The B.L.A. might have committed mistakes in the past, but today professes that upholding the Laws of the War is its top priority. Hyrbyair Marri has met many lawmakers, including lawmakers from the U.S. and Scandinavian countries, and this has led the B.L.A. to adopt correct practices in the tears and blood struggle to achieve Balochistan’s freedom. In addition to the B.L.F. and the B.L.A., the Baloch Republican Army of Brahumdagh Bugti and Lashkar-i- Balochistan of Mir Javed Mengal are purely focused on attacking military targets in dare devil attacks against the Pakistani state. The B.L.F., B.L.A., B.R.A. and the Lashkar-i-Balochistan are the prized assets of the Baloch people. These organizations have the capacity, determination and resources to continue their struggle indefinitely.
At the international level, the Baloch struggle has reached a level of backing that was unheard of in the past. In the U.S., the Baloch question has reached the highest level of government and there is great deal of interest in Balochistan at the level of the U.S. Congress and Pentagon. The American Friends of Balochistan and the Free Balochistan Campaign in Washington DC are exposing the lies of the Pakistani administration and its embassy on a daily basis.

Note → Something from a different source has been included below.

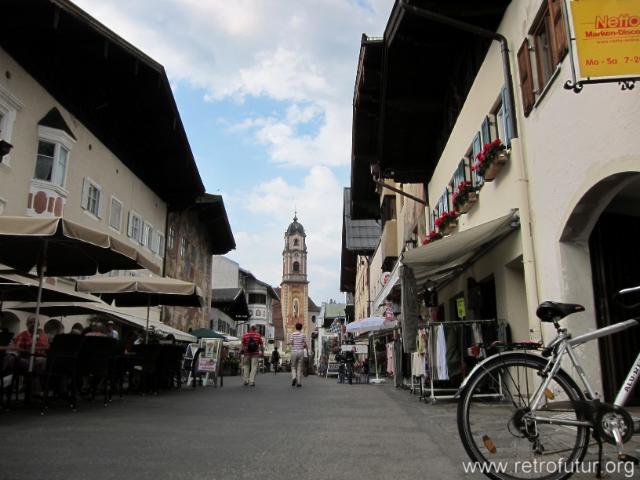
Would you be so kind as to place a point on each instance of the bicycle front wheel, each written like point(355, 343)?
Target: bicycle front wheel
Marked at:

In Canada, the International Voice for Baloch Missing Persons is burning the midnight candle to expose Pakistani brutalities, while the Baloch Human Rights Council is tailing behind closely with similar efforts. The Baloch voice has also reached the parliaments of countries such as Norway and Sweden, thanks to the untiring works of Baloch patriotic leader Hyrbyair Marri and his team, who work in conjunction with his His Royal Highness, Khan-i-Baloch Agha Suleman Daud Khan. In the past, who could have imagined member of the Khan royalty in Balochistan would be standing in wet, cold rain in solidarity with his people. The Khan of Kalat is actively engaged in the struggle, while rejecting Pakistani enticements and offers of huge rewards for his return.
Much to the chagrin of Pakistan, Mehran Baluch has succeeded in enlisting the support of many key international speakers to events in Geneva and Brussels, for example Tarek Fatah and Peter Tatchell. International journalist like Carlotta Gall, Declan Walsh, Karlos Zurutuza, Willem Marx and others follow the tragic events in Balochistan. The activists of the Baloch Republican Party, led by Nawab Brahumdagh Bugti and Mansoor Baloch, and the Baloch National Movement, led by Hammal Haider and Kachkol Ali Advocate, stage almost weekly protests in the streets of Europe from Germany, to Switzerland, to Norway, to Sweden. The social media, specially twitter and Facebook, is helping the Balochistan struggle. Slowly but surely the world is listening to the cries of the Baloch people in spite of Pakistani press blackouts and misleading stories such as the one written by Syed Shoaib Hasan in Dawn newspaper.
It’s a shame Dawn newspaper completely ignores Pakistan war crimes, crimes against humanity, military aggression and genocidal policies; the newspaper founded by tuberculosis-ridden founder of Pakistan, Muhammad Ali Jinnah, has no inkling about the level of hatred against Pakistan in the heart of each and every Baloch.